Member of National Assembly
- Incumbent
- Assumed office 30 April 2026

Personal details
- Born: 19 January 1996 (age 30)
- Party: GERB

= Stefan Arsov =

Bulgarian politician

Stefan Arsov (born January 19, 1996) is a Bulgarian politician, since 2026 a deputy to the National Assembly. From 2024 to 2026, he served as governor of the Sofia City Province.

== Early life and education ==
He obtained a Master’s degree in law from Sofia University “St. Kliment Ohridski”. He worked in the private sector as well as in public administration.

== Political career ==
He became involved in the youth wing of the GERB party – MGERB. He also joined the party, where he became a member of the Executive Commission and the GERB coordinator in Sofia. In the parliamentary elections in April 2021, he unsuccessfully ran for the National Assembly of Bulgaria from the GERB list. In 2023, he was appointed deputy governor of the Sofia City Province.

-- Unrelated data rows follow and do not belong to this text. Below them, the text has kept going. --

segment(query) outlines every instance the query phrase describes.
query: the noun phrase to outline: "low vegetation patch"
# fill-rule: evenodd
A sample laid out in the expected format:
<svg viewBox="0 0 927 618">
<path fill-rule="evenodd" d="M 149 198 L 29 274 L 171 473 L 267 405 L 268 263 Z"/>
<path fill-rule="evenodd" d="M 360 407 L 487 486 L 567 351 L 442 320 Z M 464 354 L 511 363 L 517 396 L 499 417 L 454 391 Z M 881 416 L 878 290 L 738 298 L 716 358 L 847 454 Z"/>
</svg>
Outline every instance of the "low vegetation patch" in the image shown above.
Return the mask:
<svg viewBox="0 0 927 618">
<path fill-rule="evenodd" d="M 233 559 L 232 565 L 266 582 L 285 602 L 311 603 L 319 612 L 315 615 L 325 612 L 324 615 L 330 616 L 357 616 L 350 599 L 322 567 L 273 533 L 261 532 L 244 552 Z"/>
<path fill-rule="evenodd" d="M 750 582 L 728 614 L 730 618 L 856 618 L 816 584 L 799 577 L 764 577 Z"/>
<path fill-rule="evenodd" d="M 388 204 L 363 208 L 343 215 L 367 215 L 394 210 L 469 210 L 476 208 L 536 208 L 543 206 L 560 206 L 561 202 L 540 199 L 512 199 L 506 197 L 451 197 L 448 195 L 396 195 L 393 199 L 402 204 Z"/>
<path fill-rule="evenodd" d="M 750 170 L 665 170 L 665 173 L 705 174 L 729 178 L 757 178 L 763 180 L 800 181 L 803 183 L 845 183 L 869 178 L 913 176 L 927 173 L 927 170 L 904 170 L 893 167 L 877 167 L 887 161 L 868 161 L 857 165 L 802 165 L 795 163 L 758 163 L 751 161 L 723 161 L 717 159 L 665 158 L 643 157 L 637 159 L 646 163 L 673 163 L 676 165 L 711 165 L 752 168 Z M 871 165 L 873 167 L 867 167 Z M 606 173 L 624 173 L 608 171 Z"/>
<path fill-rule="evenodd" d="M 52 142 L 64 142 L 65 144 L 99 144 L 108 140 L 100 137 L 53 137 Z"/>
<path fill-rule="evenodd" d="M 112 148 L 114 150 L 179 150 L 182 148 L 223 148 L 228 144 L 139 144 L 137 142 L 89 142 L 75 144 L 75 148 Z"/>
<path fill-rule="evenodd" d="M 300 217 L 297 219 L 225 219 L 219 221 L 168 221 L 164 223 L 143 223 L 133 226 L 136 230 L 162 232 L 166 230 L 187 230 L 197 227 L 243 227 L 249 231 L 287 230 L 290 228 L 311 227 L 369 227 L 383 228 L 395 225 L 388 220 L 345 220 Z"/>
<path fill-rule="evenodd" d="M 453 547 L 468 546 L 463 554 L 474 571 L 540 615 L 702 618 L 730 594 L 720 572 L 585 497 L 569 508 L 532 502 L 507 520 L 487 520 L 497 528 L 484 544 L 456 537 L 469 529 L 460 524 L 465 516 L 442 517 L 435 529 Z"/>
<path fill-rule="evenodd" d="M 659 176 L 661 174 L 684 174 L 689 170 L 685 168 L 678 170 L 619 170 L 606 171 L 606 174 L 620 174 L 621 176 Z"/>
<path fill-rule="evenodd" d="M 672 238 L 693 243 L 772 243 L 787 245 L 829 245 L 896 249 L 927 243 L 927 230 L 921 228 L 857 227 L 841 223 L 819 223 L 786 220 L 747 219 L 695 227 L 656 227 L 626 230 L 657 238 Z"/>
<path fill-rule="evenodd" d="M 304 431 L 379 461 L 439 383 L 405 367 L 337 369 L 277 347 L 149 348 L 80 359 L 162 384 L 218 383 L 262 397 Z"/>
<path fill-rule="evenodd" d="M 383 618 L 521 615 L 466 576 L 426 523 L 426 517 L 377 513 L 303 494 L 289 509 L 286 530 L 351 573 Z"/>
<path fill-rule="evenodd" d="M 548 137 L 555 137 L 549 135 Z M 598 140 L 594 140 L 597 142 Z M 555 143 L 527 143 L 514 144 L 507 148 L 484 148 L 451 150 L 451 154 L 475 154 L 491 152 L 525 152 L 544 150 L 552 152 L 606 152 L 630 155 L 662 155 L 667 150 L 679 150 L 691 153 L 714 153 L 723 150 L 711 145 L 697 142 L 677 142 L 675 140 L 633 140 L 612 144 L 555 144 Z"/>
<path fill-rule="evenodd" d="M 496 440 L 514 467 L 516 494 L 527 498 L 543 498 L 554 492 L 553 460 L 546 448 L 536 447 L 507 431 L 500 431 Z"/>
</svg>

In April 2024, the government appointed him as governor of the Sofia City Province. In August of the same year, he became vice president of European Democrat Students – the student organization of the European People’s Party. On 23 February 2026, he resigned from the position of governor of Sofia and was succeeded by Vyara Todejewa. In the 2026 parliamentary elections, he ran from the 2nd place on the GERB list in Sofia and won a seat as a deputy. He was appointed Secretary of Parliament.